Ibsen

New York: Macmillan, 1977. First Edition. INSCRIBED to playwright and film director David Mamet and his then-wife, actress Lindsay Crouse, in the year of publication on the title page: "For two beautiful people / Lindsay and David / Harold Clurman / Dec. 21, 1977."

A remarkable association, connecting three generations of historic figures in world theatre. Ibsen, the book's subject, was a Norwegian playwright who founded modernism in theatre, and is considered the "father of realism." Clurman, massively influenced by Ibsen, was one of the three founders of New York's legendary Group Theatre in 1931, a company that altered the shape of twentieth century drama, and bringing the talents of Clifford Odets, among others, to the fore.

In later life, Clurman wrote many essays and reviews on David Mamet's earliest works, and was one of the first to champion Mamet's prodigious gifts (though he was not always complimentary). He once noted: "Mamet [demonstrates] genuine dramatic gifts. He possesses a tender sensibility and a keen sense of the stage. His plays shift in focus and in aim, as if they were meant not so much to interest or entertain us as to discover who he is."
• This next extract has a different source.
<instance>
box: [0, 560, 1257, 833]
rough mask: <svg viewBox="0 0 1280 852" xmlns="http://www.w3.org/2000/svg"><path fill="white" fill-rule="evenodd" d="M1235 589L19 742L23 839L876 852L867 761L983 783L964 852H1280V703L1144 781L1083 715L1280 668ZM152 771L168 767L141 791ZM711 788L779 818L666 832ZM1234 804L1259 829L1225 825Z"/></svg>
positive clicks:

Finally the inscription is poignant in that it was made the year Mamet wrote "A Life in the Theatre" (a play Clurman did not particularly care for, though he continued to champion the playwright), four years prior to Mamet's first screenplay ("The Postman Always Rings Twice"), and seven years prior to his masterpiece ("Glengarry Glen Ross"). Finally, it was inscribed in 1977, the year Mamet met Crouse, to whom he would remain married until 1990, and who starred in his important first film, "House of Games," in 1984.

Near Fine in a Near Fine dust jacket.